Нужно думать, эти находки неведомых проверяющих не удовлетворили. В одну из ночей кто-то вломился в наш офис на Людвигштрассе и перевернул там все вверх дном. Для придания видимости ограбления были унесены хрустальная пепельница и серебряный колокольчик (на картину Ботеро никто не обратил внимания). Один из компьютеров приходившие оставили включенным, что окончательно дискредитировало их как грабителей. Не знаю, что они надеялись у нас найти. Возможно, бумагу, где предательство официально стояло бы в графе источника доходов. Они ее не нашли.

Мы были настолько истощены всеми последними событиями, что даже откровенный взлом не произвел на нас особого впечатления. Каждое утро мы встречались в университетском кафе Каду и пили там кофе.
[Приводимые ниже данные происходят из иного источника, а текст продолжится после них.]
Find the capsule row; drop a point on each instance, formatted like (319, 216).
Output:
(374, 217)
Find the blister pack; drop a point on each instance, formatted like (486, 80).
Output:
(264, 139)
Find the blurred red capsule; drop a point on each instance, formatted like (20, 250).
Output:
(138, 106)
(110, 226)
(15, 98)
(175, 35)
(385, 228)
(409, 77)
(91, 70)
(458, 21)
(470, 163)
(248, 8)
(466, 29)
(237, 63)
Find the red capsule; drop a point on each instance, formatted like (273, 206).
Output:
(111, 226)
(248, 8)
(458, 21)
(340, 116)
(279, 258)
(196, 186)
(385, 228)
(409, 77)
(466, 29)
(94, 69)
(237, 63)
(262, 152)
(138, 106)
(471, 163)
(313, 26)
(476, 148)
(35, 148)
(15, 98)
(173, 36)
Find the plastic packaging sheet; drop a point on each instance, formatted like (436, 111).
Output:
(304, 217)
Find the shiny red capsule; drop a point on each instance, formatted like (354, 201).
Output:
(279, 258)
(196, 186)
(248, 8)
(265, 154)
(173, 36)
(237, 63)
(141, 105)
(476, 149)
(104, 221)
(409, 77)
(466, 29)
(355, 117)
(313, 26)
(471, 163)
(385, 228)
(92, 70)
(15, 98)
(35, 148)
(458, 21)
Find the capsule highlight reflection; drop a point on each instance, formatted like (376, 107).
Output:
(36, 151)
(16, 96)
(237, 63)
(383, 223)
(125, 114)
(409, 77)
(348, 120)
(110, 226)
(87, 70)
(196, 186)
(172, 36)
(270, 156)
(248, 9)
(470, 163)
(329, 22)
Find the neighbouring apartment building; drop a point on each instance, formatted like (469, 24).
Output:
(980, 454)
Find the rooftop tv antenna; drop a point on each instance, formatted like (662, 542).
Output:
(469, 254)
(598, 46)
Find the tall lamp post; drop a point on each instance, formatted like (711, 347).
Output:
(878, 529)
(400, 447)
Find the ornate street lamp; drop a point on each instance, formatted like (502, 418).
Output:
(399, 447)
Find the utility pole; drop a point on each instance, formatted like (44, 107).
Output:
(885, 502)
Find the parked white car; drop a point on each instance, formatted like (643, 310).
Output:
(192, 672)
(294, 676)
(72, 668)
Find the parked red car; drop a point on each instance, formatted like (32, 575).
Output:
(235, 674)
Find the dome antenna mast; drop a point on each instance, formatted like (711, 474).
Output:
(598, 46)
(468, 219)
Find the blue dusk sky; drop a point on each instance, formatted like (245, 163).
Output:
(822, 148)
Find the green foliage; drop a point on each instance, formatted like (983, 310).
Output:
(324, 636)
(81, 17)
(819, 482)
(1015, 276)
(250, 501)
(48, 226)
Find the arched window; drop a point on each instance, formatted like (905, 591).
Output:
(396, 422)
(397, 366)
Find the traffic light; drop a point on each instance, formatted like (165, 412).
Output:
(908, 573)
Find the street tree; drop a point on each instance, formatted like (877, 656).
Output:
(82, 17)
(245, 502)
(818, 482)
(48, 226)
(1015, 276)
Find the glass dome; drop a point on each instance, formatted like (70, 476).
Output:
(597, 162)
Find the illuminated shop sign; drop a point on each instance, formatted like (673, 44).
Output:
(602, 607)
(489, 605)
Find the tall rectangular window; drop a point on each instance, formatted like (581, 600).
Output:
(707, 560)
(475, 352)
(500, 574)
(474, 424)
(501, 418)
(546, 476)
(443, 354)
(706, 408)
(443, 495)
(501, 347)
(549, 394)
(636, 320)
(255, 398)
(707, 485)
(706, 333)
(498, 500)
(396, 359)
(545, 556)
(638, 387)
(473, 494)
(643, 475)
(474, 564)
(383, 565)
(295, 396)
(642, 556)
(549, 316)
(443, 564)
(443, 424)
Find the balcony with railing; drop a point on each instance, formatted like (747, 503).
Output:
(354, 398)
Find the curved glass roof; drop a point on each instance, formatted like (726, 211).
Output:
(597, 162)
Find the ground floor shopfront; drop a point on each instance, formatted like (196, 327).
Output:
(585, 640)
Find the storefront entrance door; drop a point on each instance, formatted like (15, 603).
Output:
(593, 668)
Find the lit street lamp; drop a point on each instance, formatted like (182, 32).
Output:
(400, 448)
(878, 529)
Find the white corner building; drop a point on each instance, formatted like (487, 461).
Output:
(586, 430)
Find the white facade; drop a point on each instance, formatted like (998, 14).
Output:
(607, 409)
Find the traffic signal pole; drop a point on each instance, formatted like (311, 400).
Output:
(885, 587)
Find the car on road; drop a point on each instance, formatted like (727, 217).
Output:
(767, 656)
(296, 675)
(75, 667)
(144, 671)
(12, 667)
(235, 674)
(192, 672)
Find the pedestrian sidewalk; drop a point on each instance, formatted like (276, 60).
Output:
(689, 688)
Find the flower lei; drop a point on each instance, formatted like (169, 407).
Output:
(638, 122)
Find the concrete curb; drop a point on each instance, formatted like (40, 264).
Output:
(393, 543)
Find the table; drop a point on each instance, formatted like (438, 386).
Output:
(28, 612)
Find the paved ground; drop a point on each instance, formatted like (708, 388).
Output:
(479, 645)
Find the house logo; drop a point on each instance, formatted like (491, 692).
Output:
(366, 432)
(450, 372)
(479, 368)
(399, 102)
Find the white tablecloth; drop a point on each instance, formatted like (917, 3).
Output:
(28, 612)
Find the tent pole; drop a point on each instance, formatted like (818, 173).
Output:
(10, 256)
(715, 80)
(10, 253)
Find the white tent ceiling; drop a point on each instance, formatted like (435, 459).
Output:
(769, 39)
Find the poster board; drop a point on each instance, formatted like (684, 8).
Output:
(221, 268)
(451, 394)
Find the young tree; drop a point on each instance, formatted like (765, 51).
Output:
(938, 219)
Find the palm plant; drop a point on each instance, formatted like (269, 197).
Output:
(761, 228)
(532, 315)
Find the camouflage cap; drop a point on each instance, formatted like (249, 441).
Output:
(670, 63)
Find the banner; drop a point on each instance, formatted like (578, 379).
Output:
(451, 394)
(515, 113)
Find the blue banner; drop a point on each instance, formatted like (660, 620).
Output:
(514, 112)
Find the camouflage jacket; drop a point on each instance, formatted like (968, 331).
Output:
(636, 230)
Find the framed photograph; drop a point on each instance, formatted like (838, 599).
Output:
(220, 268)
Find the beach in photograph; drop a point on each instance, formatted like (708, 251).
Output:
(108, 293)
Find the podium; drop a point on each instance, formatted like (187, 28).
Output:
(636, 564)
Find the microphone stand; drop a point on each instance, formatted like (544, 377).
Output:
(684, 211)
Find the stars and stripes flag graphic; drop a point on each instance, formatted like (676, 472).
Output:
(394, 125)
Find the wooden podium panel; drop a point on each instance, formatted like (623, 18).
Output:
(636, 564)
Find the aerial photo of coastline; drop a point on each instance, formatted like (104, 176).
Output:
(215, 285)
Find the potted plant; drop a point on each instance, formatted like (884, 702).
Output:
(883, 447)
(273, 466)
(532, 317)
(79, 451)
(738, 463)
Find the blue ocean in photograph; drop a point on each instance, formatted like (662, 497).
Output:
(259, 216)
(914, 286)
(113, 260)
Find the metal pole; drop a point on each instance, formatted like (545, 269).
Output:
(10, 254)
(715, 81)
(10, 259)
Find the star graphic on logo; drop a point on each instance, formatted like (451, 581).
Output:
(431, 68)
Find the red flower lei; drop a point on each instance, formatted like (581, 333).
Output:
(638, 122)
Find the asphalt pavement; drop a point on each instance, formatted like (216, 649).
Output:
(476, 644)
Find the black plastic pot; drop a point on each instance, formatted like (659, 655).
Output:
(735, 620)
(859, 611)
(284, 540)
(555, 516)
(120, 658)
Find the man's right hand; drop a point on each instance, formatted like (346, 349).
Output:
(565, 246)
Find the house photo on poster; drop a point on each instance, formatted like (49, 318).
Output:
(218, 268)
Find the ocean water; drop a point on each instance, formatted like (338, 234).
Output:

И хотя аббревиатура[34] раздражала меня своей незаконченностью (по моему разумению, ей следовало-таки доразвиться до птицы), кофе и пирожные там были превосходны. Настя, правда, пила сок. Чаще всего — яблочный. Обсудив наше мизерабельное положение, мы расходились по делам: Настя — в университет, мы с Анри — в наш обворованный офис, где с исчезновением колокольчика было нечем даже позвонить.

вернуться

34

Название кафе является аббревиатурой: Kafe an der Uni (кафе при университете). — Примеч. редактора.